Der Staat als Kuschelpädagoge

Martin Kocher, Institut für Höhere Studien (IHS)
Positive Anreize sollen Vorschriften und Strafen ersetzen.

Vizekanzler Reinhold Mitterlehner hat sich in seiner Wirtschafts-Rede am Freitag als Fan von Nudging (to nudge = schubsen) geoutet.

Nudging bedeutet, durch positive Anreize das Verhalten von Menschen zu beeinflussen. Ein Nudging-Projekt läuft an der Universität Wien. Sie schickt den Bummelstudenten Briefe, in denen sie sie darauf aufmerksam macht, um wie viel das erwartbare Lebenseinkommen eines fertigen Akademikers höher liegt als das eines Studienabbrechers. Oder um wie viel höher die Chancen sind, einen Job zu bekommen. Mit solchen Briefen will die Uni Wien die Zahl der Studienabbrecher verringern.

Mitterlehner sagte in seiner Rede, er wolle diese Art der Verhaltensbeeinflussung auf die gesamte Verwaltung anwenden: "Die Gegenwart sind Vorschriften und Sanktionen. Nudging wird die Zukunft sein."

Das Institut für Höhere Studien (IHS) baut gerade ein Kompetenzzentrum für Nudging auf. Der neue IHS-Chef Martin Kocher, ein Verhaltensökonom, ist darauf spezialisiert. Kocher sagt, man wird nicht überall Vorschriften und Strafen durch Methoden zur Verhaltensänderung ersetzen können, aber es wird geprüft, wo es möglich ist und wo eine Kombination aus beidem sinnvoll ist.
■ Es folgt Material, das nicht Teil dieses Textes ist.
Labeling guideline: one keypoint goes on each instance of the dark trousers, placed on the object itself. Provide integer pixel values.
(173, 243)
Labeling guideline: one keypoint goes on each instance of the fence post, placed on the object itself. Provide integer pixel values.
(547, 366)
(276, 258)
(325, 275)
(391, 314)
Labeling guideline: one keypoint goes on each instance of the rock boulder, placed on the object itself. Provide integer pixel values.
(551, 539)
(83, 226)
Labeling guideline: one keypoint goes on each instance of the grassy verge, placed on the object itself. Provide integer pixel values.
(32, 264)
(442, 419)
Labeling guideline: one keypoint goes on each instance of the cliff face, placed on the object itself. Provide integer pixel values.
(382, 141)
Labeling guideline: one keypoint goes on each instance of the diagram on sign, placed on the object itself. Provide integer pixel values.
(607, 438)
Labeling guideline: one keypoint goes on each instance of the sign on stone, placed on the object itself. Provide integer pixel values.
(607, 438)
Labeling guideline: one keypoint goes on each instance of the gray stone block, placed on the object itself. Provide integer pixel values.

Ein Bereich für Nudging ist die Finanzverwaltung. Kocher: "Man kann die Ehrlichkeit in Steuererklärungen erhöhen, indem die Steuerzahler am Beginn der Steuererklärung unterschreiben müssen, dass alle Angaben korrekt sind und nicht wie derzeit, wenn sie schon alles ausgefüllt haben."

Steuerbar sei Verhalten auch durch bestimmte Informationen. Kocher: "Wenn die Leute glauben, dass 60 bis 80 Prozent der Bevölkerung Steuern hinterziehen, tun sie es auch. Wenn man sie aufmerksam macht, dass 80 Prozent der Leute pünktlich und korrekt ihre Steuern zahlen, wird dies zur sozialen Norm."

Dass der Staat zur "Kuschelpädagogik" greift, statt zu strafen, hält Kocher für sinnvoll: "Weiche Methoden wirken oft besser als harte Strafen, denn in der Regel liegen die Verhaltensänderungen im Interesse des Einzelnen oder zumindest der Gesellschaft."